Today—the first day of the new year—is also probably the first day of your diet. Just know that whether you’re drinking protein or modeling meals after cavemen, someone is cashing in on everyone’s newfound resolve to lose weight. In the US alone, dieting is a $61 billion industry.
But it’s hardly expanding (despite how your waistline feels after a holiday season).
Spending on diets stalled in the recession and hasn’t really grown much since then. Total revenues rose about 1.7% in 2012 and were expected to increase 2.6% in 2013, according to MarketData, which has tracked the sector for more than 20 years. More than three-quarters of dieters are looking for a do-it-yourself, low-priced diet program, its report shows.

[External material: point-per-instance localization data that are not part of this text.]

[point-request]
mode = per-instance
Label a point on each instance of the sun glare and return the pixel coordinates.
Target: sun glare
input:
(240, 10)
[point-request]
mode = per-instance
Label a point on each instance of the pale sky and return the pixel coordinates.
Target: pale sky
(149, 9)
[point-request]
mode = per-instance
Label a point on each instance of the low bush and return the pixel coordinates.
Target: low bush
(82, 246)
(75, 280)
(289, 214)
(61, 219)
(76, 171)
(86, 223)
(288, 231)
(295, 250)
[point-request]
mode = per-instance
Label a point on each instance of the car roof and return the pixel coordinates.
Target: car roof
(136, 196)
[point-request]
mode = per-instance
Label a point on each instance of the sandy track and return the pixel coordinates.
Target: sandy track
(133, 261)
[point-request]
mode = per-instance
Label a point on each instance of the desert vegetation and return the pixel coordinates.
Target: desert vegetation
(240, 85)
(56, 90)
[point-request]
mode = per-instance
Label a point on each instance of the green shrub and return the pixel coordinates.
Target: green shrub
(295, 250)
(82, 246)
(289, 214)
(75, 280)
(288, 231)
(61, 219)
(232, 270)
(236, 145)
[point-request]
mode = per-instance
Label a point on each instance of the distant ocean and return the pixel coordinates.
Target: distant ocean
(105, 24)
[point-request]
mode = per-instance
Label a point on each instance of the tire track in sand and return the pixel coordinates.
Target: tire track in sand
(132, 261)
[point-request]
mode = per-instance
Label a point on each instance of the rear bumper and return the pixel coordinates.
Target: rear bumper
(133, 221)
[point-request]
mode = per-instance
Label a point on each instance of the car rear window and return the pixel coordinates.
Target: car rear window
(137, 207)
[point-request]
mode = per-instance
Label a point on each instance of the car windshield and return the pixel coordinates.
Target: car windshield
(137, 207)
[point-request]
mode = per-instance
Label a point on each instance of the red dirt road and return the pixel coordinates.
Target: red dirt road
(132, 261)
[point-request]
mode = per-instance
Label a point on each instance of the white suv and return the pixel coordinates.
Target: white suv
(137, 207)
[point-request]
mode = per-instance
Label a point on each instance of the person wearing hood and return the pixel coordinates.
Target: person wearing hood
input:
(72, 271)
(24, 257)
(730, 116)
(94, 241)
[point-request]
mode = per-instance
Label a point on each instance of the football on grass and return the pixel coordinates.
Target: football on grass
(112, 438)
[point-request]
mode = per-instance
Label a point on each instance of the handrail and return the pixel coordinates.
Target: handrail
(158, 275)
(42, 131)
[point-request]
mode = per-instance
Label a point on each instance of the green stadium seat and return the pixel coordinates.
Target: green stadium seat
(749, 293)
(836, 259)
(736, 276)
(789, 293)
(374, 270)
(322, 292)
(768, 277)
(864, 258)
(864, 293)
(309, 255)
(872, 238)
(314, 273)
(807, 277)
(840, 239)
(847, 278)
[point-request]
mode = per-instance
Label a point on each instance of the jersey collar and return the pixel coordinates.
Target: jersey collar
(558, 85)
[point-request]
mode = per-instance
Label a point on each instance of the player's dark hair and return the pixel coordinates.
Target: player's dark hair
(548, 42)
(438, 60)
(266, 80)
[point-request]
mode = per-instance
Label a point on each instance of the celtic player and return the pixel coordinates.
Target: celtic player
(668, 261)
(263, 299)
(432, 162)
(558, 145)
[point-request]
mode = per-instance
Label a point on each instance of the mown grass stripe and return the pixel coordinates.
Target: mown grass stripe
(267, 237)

While the dieting industry needs some gains this year, potential losers are likely to choose a free app or low-priced diet e-book or book. In 2014, Americans may increasingly turn to the Dash Diet or the Metabolism Miracle Diet or the Caveman Diet, according to Experian Marketing Services, which says it has tracked online diet information for a decade. Their popularity and the Heart Healthy Diet’s have increased the most since 2012, based on consumer searches of 68 search engines.
But the most popular diet, according to Experian, is and will continue to be the Paleo Diet, a largely meat-based “caveman” diet aimed at people who carry smartphones instead of spears. Paleo has plenty of knockoffs that offer guides and ebooks and more for sale—as well as some experts who debunk the notion that we ought to eat as our hunter-gatherer ancestors did.

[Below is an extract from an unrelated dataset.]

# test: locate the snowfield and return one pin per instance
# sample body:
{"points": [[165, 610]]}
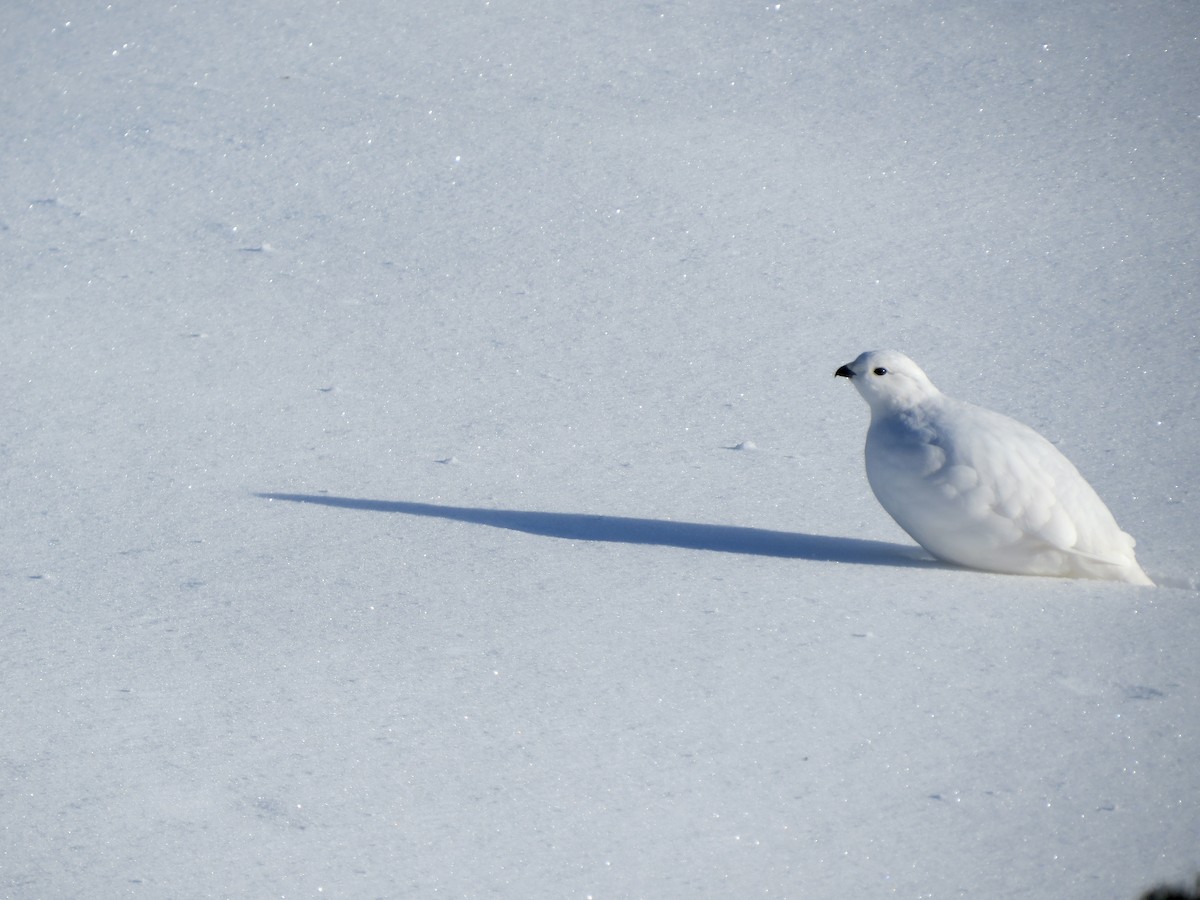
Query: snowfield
{"points": [[425, 474]]}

The list of diets on Google Trends is also topped by Paleo but includes two juice cleanses, plus the Okinawa diet (which based on plants as food and allows you to eat until you’re 80% full) and the Fruitarian diet (which made headlines when actor Ashton Kutcher landed in the hospital while using it to prepare for his role as Apple’s CEO).

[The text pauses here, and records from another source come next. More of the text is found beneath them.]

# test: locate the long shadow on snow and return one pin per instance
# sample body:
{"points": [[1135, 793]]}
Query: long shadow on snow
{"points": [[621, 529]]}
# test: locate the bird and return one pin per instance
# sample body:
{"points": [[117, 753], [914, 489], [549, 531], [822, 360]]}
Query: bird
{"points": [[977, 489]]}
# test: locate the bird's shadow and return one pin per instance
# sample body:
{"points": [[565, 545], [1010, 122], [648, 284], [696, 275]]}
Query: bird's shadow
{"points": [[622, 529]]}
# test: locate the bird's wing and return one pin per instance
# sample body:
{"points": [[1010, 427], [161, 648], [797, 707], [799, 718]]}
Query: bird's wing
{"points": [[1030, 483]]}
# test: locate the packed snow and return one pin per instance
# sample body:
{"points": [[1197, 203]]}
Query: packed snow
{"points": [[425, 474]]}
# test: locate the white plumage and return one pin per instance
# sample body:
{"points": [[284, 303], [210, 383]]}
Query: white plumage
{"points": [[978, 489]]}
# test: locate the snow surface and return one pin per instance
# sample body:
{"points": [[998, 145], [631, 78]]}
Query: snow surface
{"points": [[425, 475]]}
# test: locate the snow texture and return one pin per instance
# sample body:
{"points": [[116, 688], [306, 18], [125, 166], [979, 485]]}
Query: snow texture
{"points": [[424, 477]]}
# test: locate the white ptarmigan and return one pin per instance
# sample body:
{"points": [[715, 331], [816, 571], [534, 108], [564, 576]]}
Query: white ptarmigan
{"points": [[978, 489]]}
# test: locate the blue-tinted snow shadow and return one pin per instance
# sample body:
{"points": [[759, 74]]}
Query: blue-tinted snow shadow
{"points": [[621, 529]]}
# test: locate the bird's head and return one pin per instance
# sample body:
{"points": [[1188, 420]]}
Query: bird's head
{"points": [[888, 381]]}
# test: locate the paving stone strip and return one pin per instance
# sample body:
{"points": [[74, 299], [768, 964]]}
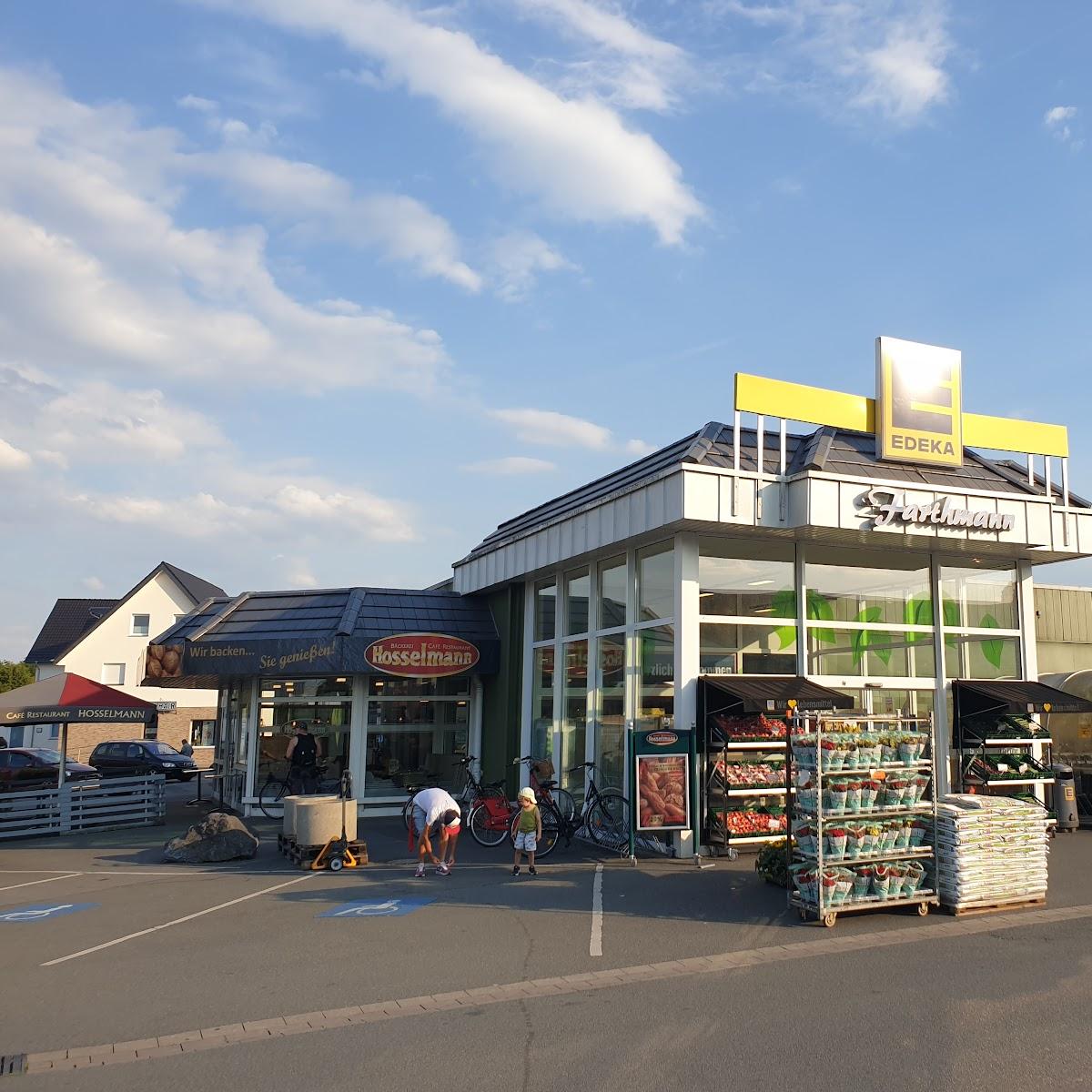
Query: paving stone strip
{"points": [[208, 1038]]}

From book publishers to meal replacements (Jenny Craig, Slim-Fast) to surgeries, the weight-loss programs added up to $61.6 billion spent in the US in 2012, with growth expected in 2013. The dieting industry is also eyeing emerging markets as obesity rates in the BRICs—Brazil, Russia, India and China—rise dramatically.
Some diet entrepreneurs and their fortunes have propelled them into serious fat-cat territory; Slim-Fast shake creator Daniel Abraham has made the Forbes 400 list, for example. But more recently, Slim-Fast has been shrinking—and that’s something a dieter might appreciate even if the industry doesn’t.